Sesgos que dan vueltas (y vuelven): Datos históricos → modelo entrenado → decisiones sesgadas → comportamiento de usuario → nuevos datos… y vuelta a empezar. Ambos denuncian este círculo vicioso y subrayan que los sesgos no se “parchean” con un filtro cosmético: requieren intervención humana, datasets diversos y corrección continua.

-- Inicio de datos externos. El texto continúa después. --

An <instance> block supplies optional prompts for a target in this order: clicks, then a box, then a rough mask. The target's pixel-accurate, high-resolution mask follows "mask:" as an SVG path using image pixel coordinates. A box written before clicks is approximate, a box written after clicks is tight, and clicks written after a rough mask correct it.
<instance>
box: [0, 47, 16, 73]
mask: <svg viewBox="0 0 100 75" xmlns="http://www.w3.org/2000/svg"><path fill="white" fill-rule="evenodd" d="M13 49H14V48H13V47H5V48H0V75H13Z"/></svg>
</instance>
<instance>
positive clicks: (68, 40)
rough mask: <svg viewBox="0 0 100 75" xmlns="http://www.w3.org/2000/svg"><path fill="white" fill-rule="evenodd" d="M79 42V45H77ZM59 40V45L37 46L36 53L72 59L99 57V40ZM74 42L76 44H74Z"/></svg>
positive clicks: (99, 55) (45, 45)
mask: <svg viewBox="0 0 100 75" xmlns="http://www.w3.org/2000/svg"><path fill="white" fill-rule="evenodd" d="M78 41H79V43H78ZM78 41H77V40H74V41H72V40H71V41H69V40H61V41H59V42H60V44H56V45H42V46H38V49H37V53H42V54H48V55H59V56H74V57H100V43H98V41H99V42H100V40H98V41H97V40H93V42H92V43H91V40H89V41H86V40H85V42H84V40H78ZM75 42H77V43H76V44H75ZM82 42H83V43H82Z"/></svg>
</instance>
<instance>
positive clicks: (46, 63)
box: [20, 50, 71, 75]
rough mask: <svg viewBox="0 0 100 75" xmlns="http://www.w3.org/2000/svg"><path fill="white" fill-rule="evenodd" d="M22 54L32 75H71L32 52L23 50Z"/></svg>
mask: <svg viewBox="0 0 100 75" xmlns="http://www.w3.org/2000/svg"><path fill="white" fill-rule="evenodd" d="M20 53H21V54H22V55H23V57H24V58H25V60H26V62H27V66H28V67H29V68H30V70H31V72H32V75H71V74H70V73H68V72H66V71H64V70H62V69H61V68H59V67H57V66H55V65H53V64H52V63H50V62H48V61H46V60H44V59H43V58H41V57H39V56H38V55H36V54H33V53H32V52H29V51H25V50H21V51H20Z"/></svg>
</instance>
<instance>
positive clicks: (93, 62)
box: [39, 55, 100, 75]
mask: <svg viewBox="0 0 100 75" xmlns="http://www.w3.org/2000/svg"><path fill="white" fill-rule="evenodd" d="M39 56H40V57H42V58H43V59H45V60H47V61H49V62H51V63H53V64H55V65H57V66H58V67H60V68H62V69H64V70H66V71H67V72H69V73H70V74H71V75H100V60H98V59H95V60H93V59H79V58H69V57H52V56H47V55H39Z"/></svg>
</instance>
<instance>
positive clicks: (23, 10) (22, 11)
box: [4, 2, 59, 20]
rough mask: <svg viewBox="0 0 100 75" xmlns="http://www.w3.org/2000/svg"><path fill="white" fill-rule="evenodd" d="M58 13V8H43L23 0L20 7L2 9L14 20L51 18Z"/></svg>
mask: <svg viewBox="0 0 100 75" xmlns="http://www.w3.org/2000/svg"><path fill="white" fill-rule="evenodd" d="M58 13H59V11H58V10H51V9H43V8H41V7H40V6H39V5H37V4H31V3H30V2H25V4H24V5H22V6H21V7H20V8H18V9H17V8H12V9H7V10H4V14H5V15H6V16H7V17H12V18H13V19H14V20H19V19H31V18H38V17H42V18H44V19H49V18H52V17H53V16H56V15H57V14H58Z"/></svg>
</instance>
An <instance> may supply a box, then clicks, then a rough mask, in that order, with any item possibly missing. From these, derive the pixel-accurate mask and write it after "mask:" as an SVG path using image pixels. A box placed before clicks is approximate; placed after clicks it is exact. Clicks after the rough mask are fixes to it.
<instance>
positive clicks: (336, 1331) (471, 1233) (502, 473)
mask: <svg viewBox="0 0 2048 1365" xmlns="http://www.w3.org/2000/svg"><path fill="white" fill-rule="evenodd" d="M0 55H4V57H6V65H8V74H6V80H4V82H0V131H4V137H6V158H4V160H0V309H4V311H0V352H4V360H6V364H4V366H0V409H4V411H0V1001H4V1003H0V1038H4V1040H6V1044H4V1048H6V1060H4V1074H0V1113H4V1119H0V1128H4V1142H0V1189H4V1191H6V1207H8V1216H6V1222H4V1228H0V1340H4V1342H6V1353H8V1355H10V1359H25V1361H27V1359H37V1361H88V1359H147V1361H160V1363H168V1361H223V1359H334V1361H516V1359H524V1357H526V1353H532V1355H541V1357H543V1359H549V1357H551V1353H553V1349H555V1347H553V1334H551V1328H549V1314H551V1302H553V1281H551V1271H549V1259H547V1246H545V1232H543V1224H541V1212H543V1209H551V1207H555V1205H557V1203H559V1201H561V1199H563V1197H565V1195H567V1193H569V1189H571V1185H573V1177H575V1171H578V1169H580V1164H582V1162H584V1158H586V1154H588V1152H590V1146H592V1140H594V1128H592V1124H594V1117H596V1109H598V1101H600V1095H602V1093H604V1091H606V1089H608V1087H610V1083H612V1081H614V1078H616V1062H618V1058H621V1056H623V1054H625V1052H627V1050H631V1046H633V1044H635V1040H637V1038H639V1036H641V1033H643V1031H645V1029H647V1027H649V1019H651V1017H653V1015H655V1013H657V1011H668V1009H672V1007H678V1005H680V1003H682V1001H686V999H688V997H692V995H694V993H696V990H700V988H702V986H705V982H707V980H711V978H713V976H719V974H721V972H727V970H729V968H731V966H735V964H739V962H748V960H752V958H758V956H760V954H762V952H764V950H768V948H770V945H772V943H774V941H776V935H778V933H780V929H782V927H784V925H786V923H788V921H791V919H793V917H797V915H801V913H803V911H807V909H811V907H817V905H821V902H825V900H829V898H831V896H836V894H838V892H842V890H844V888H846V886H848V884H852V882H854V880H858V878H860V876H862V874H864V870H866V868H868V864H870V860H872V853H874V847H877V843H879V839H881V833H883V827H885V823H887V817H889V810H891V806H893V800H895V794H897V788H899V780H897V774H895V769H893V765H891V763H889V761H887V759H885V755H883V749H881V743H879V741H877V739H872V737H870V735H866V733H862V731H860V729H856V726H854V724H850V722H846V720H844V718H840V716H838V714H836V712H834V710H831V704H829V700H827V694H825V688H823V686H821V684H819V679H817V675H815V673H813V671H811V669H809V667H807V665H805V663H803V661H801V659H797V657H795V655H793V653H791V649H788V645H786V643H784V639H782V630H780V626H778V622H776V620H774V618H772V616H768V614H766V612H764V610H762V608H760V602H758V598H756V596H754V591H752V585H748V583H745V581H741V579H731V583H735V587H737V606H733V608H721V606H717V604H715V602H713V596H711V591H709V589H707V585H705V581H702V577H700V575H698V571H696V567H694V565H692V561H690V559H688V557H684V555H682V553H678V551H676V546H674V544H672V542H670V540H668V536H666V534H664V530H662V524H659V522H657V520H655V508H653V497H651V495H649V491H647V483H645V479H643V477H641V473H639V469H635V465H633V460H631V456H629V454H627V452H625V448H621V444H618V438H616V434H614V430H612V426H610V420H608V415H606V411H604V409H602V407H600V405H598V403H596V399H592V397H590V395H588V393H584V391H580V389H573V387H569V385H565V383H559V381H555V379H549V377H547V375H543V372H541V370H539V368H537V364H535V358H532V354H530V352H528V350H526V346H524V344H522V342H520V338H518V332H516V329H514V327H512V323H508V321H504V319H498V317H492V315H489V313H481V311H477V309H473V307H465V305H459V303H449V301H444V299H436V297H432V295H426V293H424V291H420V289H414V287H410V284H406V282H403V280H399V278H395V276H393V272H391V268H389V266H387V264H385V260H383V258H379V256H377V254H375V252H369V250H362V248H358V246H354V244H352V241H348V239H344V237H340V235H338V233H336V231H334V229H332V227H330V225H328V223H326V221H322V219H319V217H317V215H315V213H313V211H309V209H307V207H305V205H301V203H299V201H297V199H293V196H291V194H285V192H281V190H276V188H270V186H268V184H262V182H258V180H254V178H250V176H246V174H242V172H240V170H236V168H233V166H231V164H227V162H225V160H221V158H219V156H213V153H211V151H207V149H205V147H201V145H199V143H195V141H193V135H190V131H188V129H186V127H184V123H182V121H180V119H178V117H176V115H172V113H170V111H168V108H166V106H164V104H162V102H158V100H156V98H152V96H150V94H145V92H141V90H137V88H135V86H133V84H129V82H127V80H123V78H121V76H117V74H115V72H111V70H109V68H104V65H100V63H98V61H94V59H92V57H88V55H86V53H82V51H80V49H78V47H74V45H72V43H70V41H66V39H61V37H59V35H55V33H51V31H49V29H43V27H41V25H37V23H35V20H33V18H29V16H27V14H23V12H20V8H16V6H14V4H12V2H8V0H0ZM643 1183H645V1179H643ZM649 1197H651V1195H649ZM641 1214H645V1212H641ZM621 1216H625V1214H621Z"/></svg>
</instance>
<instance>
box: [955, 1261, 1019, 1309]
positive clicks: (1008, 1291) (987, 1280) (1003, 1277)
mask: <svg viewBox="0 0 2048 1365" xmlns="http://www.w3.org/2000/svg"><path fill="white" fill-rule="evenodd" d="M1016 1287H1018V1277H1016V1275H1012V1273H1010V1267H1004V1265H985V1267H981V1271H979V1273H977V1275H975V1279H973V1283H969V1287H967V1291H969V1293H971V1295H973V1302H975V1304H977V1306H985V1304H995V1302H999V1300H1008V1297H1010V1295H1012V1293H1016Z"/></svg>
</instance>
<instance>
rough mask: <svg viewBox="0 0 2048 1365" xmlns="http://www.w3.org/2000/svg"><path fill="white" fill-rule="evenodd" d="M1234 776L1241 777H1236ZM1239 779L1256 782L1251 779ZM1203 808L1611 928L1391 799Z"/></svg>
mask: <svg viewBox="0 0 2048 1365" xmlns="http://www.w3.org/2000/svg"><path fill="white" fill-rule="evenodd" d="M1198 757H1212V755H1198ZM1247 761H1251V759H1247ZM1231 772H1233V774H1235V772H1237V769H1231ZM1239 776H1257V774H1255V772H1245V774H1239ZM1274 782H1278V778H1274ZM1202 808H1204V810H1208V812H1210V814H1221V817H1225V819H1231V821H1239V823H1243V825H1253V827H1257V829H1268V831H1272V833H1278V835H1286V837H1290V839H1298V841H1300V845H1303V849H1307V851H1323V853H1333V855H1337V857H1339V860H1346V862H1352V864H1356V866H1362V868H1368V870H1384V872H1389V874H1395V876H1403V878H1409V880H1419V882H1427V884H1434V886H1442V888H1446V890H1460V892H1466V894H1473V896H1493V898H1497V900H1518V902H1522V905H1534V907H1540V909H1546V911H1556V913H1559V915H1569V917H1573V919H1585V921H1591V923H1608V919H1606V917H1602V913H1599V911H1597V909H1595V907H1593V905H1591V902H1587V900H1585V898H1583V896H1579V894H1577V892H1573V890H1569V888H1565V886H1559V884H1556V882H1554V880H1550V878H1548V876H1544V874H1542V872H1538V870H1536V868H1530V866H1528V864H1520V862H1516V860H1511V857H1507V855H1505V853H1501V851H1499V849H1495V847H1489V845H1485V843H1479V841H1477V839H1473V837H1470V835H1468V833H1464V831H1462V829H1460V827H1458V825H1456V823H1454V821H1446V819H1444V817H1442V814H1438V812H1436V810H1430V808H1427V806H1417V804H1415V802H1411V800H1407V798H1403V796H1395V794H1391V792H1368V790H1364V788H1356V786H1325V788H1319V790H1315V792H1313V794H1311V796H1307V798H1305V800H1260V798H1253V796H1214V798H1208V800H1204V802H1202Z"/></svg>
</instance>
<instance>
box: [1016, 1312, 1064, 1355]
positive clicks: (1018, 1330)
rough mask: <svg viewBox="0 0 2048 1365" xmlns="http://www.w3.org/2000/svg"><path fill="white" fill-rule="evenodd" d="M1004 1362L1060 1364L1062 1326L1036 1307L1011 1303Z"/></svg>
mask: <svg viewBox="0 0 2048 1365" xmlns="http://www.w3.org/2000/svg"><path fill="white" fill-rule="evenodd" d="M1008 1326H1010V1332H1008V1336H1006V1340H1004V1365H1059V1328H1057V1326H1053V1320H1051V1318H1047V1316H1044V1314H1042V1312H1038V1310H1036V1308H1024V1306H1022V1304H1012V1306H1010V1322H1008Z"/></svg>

Huella de carbón: Escalar de GPT-3 a GPT-4 y más allá (acaba de salir el GPT-5) no solo cuesta millones de dólares: cuesta megavatios, agua de refrigeración y, en el sur global, proyectos de energía que podrían destinarse a prioridades básicas. Mántaras y Baeza-Yates ponen el clima en la ecuación tecnológica. Entrenar un modelo ya no es un acto neutro; es una decisión política y ambiental.
El reto es urgente y colectivo. La ventana para influir en el diseño institucional de la inteligencia artificial se está cerrando tan rápido como los ciclos de despliegue de las big tech. Si no actuamos hoy, mañana tendremos que conformarnos con los términos y condiciones que otros escriban.